One clone, termed Huh7D, was more permissive for HCV replication and more efficient for HCV-neomycin and HCV-hygromycin based replicon colony formation than parental Huh7 cells. Nucleotide sequence analysis of the RIG-I mRNA coding region from Huh7D cells showed no mutations relative to Huh7 parental cells.
We derived a new Huh7 cell line, Huh7D, which is more permissive for HCV replication than parental Huh7 cells. The higher permissiveness of Huh7D cells is not due to mutations in the RIG-I protein, indicating that cellular determinants other than the RIG-I amino-acid sequence are responsible for controlling HCV replication. In addition, we have selected Huh7 cells resistant to hygromycin via newly generated HCV-replicons carrying the hygromycin resistant gene. Further studies on Huh7D cells will allow the identification of cellular factors that increased the susceptibility to HCV infection, which could be targeted for anti-HCV therapies.

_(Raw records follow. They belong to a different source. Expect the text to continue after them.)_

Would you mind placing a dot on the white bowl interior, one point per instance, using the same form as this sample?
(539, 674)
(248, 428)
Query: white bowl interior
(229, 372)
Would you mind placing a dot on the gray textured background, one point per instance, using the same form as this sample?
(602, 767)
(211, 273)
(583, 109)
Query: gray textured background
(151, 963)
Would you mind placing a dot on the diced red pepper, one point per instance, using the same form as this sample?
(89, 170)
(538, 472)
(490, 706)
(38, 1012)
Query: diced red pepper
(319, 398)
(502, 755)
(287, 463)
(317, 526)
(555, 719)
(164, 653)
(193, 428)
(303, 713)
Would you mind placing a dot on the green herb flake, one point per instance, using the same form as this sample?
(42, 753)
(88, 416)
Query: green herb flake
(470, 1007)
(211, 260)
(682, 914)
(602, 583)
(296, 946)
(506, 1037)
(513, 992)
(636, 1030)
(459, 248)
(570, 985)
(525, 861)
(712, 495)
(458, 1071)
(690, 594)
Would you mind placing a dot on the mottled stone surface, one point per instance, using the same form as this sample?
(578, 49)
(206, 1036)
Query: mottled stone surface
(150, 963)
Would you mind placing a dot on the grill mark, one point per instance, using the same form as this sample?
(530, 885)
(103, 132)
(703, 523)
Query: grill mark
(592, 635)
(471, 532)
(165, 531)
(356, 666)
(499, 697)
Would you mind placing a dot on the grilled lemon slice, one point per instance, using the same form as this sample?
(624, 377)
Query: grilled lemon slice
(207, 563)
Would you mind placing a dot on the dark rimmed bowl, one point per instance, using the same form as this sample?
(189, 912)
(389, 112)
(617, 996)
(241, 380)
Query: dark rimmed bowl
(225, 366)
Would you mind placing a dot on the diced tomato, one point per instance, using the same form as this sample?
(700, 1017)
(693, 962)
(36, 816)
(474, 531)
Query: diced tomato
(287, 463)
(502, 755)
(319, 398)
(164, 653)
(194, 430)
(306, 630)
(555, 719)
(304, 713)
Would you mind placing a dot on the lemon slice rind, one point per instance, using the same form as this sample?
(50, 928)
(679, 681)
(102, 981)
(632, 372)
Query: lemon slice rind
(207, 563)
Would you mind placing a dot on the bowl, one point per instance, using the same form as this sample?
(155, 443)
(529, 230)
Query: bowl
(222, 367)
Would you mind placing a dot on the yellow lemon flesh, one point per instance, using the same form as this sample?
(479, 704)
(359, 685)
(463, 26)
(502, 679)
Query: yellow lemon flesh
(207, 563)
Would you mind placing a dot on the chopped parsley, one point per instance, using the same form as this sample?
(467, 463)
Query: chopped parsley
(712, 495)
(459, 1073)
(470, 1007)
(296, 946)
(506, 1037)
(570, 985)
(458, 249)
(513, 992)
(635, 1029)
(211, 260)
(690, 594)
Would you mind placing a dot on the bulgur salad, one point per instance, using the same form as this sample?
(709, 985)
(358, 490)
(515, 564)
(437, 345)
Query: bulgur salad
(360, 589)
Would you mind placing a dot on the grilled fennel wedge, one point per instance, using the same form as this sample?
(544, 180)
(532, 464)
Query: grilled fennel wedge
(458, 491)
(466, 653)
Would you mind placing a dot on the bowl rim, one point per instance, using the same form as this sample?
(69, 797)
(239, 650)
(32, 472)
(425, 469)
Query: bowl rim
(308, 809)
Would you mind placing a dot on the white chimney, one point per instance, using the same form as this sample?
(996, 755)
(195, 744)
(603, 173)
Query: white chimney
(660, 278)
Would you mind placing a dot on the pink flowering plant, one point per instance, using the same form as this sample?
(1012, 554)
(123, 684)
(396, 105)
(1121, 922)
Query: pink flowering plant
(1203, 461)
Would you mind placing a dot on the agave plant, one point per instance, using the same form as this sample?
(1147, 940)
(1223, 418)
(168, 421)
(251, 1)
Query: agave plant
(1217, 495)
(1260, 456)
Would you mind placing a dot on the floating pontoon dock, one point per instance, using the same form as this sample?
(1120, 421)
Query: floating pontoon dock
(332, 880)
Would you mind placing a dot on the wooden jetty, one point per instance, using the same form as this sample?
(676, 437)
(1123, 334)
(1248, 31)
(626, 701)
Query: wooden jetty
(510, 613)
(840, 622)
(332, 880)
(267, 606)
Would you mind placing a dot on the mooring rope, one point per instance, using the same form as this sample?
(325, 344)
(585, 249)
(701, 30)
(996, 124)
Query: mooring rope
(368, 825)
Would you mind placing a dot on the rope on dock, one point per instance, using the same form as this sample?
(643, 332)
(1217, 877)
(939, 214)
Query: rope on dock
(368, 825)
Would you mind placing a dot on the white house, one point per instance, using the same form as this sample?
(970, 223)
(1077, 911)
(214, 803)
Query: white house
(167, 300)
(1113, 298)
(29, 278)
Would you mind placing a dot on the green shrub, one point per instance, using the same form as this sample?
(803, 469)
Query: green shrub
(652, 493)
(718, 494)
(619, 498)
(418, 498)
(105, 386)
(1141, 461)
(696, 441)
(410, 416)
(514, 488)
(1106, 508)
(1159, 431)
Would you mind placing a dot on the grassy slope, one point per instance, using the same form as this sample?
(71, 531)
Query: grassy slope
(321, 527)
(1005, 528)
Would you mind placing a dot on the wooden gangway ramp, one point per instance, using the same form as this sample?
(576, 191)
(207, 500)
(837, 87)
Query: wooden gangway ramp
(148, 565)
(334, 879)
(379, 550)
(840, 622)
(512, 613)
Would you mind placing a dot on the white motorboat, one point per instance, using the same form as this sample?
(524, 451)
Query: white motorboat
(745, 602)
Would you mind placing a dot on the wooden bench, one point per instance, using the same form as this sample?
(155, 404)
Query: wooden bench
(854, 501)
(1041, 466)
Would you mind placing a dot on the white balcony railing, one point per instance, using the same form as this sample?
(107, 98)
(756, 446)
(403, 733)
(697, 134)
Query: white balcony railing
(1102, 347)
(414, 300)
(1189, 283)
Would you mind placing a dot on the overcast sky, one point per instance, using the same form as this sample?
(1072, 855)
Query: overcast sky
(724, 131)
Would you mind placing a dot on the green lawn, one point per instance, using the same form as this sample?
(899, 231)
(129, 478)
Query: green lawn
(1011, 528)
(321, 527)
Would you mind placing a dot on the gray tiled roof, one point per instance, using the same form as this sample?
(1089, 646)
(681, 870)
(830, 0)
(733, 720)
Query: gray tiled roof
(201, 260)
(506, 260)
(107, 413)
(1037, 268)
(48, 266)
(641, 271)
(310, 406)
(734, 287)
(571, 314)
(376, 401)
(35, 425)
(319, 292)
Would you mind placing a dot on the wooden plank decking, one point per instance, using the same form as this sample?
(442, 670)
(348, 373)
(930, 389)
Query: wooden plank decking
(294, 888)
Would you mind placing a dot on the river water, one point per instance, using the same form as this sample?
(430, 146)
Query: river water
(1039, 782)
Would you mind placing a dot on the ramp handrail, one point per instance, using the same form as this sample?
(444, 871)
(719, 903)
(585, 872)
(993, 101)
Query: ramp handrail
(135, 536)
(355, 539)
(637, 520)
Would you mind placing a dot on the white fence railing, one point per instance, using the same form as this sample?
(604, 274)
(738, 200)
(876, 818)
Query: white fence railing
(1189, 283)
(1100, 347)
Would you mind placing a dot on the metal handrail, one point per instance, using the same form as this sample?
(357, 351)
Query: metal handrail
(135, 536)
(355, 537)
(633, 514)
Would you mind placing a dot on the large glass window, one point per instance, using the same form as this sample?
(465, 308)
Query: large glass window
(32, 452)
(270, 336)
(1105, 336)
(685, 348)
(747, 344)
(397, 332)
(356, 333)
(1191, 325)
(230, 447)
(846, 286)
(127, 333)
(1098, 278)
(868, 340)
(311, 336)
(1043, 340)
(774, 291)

Hepatitis C virus (HCV) infects nearly 200 million people worldwide . HCV infection causes chronic liver disease, cirrhosis, and is associated with hepatocellular carcinoma . It is estimated that only 15-40% of infected people resolve acute HCV infection , suggesting that host factors are capable of controlling HCV replication in some individuals. However, the host determinants responsible for controlling HCV replication are not well understood. The ability to grow HCV in vitro is important for understanding both virologic and immunologic aspects of HCV infections. It has been shown that the JFH1 and the chimeric J6/JFH1 isolate of the 2a genotype of HCV replicate efficiently in Huh7 cells [4,5] and in the highly permissive Huh7.5 and Huh7.5.1 cells derived from the human hepatoma cell line Huh7 [6-9]. Later, production of infectious genotype 1a and 1b viruses  was demonstrated in Huh7.5 cells. Further studies showed that the increased permissiveness of Huh7.5 cells results from a mutation (Thr-55-Iso) in the RIG-I gene (retinoic acid-inducible gene I, a DExD/H domain containing RNA helicase, reviewed in ) which impairs interferon signaling . In this study, using a technique similar to that used to generate the Huh7.5 cell line, we derived another Huh7 cell line highly permissive for HCV replication that we termed Huh7D. We compared the replication of the genotype 2a J6/JFH1 strain of HCV and the genotype 1b based HCV replicons in Huh7D cells with replication in Huh7 and Huh7.5 cells. We found that while HCV replicated better in Huh7D cells relative to Huh7 cells, no mutations were found in the RIG-I coding region from Huh7D cells, indicating that cellular determinants located outside the RIG-I amino-acid coding sequence are responsible for the higher permissiveness of Huh7D cells for HCV replication.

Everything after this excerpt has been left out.